In 755 A.D., five years after the rise of the Abbasids, during the reign of Abu Jaffar, the 3rd Abbasid Caliph, a rebellion broke out in China the leader of which was a Turk named An Lu-shan. Emperor Hasuan Tsung was driven from his capital and he abdicated in favour of his son Su Tsung (756-763 A.D.) who appealed to the Arabs for help. Abu Jaffar sent 4,000 Muslim soldiers who recovered Sian and Honanfu for the Emperor in 757 A.D.
These soldiers never went back, but instead married in China and formed the nucleus of the naturalised Chinese Muslims in Western China whose descendents live there even today. The story was repeated by Tai Tsung (763-780 A.D.), son of Su Tsung, who also sought help from Abu Jaffar when 300,000 Tibetans invaded his kingdom. Abu Jaffar sent a large contingent so much so that the Chinese government was obliged to double the tax on tea to raise funds to pay them. These Muslims also settled down in Western China and some in Yunnan, in South China, where they came to be known as Panthays.
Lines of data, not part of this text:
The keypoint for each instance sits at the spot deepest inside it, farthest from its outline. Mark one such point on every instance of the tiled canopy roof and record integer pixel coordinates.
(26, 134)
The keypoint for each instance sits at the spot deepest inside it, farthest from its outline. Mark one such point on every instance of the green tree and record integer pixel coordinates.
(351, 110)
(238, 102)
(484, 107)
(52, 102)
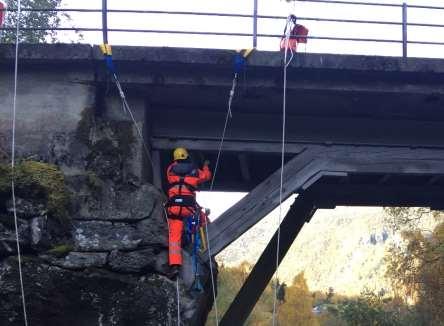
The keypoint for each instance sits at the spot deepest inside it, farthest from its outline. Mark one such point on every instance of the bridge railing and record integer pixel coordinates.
(403, 41)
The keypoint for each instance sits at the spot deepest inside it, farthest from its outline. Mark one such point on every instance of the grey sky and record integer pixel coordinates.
(269, 7)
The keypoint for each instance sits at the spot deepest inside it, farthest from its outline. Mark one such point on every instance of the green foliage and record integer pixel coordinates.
(369, 310)
(230, 280)
(297, 309)
(39, 181)
(37, 19)
(416, 272)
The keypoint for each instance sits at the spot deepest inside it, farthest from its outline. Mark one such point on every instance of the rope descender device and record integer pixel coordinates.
(240, 61)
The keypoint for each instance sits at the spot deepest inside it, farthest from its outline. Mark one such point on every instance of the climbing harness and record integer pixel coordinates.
(177, 278)
(194, 236)
(14, 206)
(290, 21)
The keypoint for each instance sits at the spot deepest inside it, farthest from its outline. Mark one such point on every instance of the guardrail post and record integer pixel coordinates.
(255, 24)
(404, 30)
(105, 21)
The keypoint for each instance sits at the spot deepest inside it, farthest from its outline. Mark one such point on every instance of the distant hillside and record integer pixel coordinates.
(341, 248)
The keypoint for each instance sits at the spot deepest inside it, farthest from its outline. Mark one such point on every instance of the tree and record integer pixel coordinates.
(416, 272)
(34, 19)
(297, 310)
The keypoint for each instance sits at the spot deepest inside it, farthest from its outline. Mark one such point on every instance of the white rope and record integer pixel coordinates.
(284, 108)
(177, 278)
(126, 108)
(228, 116)
(14, 207)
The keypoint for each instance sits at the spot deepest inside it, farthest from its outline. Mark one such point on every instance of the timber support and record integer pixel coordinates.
(300, 212)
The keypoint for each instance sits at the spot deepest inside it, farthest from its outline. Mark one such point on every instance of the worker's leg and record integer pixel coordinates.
(175, 241)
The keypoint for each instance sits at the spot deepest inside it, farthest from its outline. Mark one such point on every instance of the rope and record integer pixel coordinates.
(14, 207)
(228, 116)
(284, 108)
(126, 108)
(177, 279)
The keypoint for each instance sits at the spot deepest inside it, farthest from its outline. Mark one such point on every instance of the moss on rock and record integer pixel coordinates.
(38, 181)
(60, 250)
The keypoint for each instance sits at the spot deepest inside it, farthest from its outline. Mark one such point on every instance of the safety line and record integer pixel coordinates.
(284, 108)
(127, 108)
(228, 116)
(14, 205)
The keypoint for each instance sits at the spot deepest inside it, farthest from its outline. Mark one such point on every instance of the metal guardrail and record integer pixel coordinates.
(255, 18)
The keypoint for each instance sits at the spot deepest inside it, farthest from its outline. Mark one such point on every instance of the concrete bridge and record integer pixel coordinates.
(360, 130)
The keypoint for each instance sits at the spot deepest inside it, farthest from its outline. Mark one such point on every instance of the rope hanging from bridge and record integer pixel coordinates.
(240, 61)
(288, 27)
(14, 204)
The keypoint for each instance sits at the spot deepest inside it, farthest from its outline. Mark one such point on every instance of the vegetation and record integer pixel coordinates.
(34, 19)
(38, 181)
(296, 310)
(415, 269)
(60, 250)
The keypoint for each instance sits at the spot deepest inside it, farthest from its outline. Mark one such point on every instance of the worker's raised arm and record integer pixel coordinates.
(205, 173)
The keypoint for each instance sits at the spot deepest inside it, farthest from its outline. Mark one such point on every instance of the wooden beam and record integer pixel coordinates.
(300, 212)
(327, 195)
(161, 143)
(308, 168)
(261, 201)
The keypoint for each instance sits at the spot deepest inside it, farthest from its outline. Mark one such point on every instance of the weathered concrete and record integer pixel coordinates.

As a result of contact with Muslim armies, many people accepted Islam, among them a tribe ralled Hui Chi, after whom the Muslims of China were known until the time of the Yuan (Mongol) dynasty, when the name was changed to Hui-Hui, by which name they are still known. But there is another name, which is generally used by Muslims, that is, Ching Zhen, In Chinese, Islam is called Ching Zhen Jiao, meaning Pure Religion, as Ching and Zhen mean clean and real respectively.